Journalism has become little more than a head game. For both sides. One media commentator has just called the National Anthem “problematic” , thus changing the trajectory of the seemingly perpetual protest over the transgressions, real or imagined, of the ruling class to the words of Francis Scott Key’s poem itself. It’s the second verse, don’t you see? What? You don’t know it? You don’t care one whit about it? It doesn’t define you as an American? The idea is to give self-hatred a deeper cut, rubbing salt in the wounds.
Believe it or not, we still have a free exchange of ideas, and unrestricted breadth and depth of intellectual inquiry in this country. However, we often get the impression that one school of thought dominates the scholarship. The dominant paradigm in academic thought for about 100 years has been some permutation or another on the Class Struggle, e.g. workers vs capitalists,”have-nots” vs “haves”, Slaves vs Masters, oppressed vs oppressors.. The historiography of the American Civil War is a case in point. Any analysis that suggests abolition and/or perpetuation of slavery as merely one reason for the war is suspect. Dogma by the Marxist historians, admitted (as in the case of WEB Dubois) or de facto, has been promulgated. Dogma slides easily into myth. The search for truth is not the same as proclaiming a new popular mythology. Symbols of the old mythology thus become problematic; those attached to the old symbols are obviously not with the New Mythology, (insert Truth for Mythology).
What does this have to do with Nihilism? Nihilism is the devaluation and obliteration of all ideals, no matter how noble, such that nothing but a baseness of human motive and aspiration is left.
We come to live for gratification of appetite, sexual, sensual, gustatory.
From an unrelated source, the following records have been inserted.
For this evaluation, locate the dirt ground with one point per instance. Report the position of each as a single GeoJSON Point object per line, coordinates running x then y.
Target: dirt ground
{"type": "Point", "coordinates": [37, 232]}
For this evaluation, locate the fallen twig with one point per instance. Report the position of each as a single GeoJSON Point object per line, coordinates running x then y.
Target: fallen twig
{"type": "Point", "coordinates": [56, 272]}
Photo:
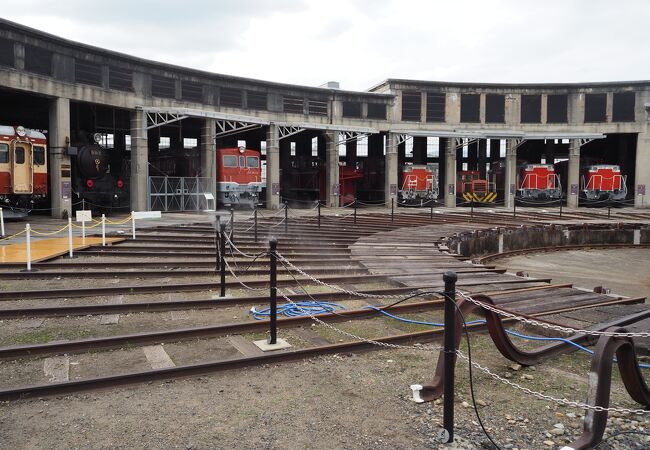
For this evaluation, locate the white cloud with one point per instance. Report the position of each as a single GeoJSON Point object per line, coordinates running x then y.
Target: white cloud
{"type": "Point", "coordinates": [360, 43]}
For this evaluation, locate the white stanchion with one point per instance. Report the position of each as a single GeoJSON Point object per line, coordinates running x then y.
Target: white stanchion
{"type": "Point", "coordinates": [103, 230]}
{"type": "Point", "coordinates": [28, 232]}
{"type": "Point", "coordinates": [70, 236]}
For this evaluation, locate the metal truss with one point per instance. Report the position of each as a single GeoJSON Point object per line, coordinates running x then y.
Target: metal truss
{"type": "Point", "coordinates": [230, 127]}
{"type": "Point", "coordinates": [289, 130]}
{"type": "Point", "coordinates": [158, 119]}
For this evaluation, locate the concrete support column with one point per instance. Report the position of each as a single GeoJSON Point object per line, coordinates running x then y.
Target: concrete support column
{"type": "Point", "coordinates": [332, 187]}
{"type": "Point", "coordinates": [450, 173]}
{"type": "Point", "coordinates": [573, 182]}
{"type": "Point", "coordinates": [272, 167]}
{"type": "Point", "coordinates": [139, 161]}
{"type": "Point", "coordinates": [390, 175]}
{"type": "Point", "coordinates": [59, 140]}
{"type": "Point", "coordinates": [642, 174]}
{"type": "Point", "coordinates": [510, 187]}
{"type": "Point", "coordinates": [209, 155]}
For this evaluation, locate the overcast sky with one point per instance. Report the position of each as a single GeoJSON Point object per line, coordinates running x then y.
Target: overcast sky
{"type": "Point", "coordinates": [361, 42]}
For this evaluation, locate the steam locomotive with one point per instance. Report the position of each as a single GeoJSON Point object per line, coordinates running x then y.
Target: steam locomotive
{"type": "Point", "coordinates": [23, 166]}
We have, as a culture, come to value feelings, particularly pleasurable ones, as the end of human pursuits. The adrenalin rush is the greatest aspiration in our culture. We seek it from sex, roller coasters, computer games, and tragically, war itself.
Saint Paul addressed this in one sentence, in describing the prevalent Roman culture of the First Century.
“Their God is the belly.”- Phillipians 3:19
The noble aspirations that distinguish the American character are largely devalued. I am speaking not merely of values expressed by Jefferson, Lincoln, Douglass, Anthony or King, but even more basic values, like fathers and mothers committed to the survival and integrity of their families. This isn’t only economic well-being, but the preservation of values that keep families and, by extension, societies, together. A father, in living the value that violence is wrong, makes a stronger point to his children than all the rhetoric of politicians on gun control. But where are fathers today? Where are families, for that matter?
So, in a world where there are no values, how can we even presume to Make America Great Again? The Trump revolution, you see, is bigger than its obviously flawed champion. Americans need to aspire to more. And that more, extends beyond the goals of both leftist nihilists and capitalist materialists.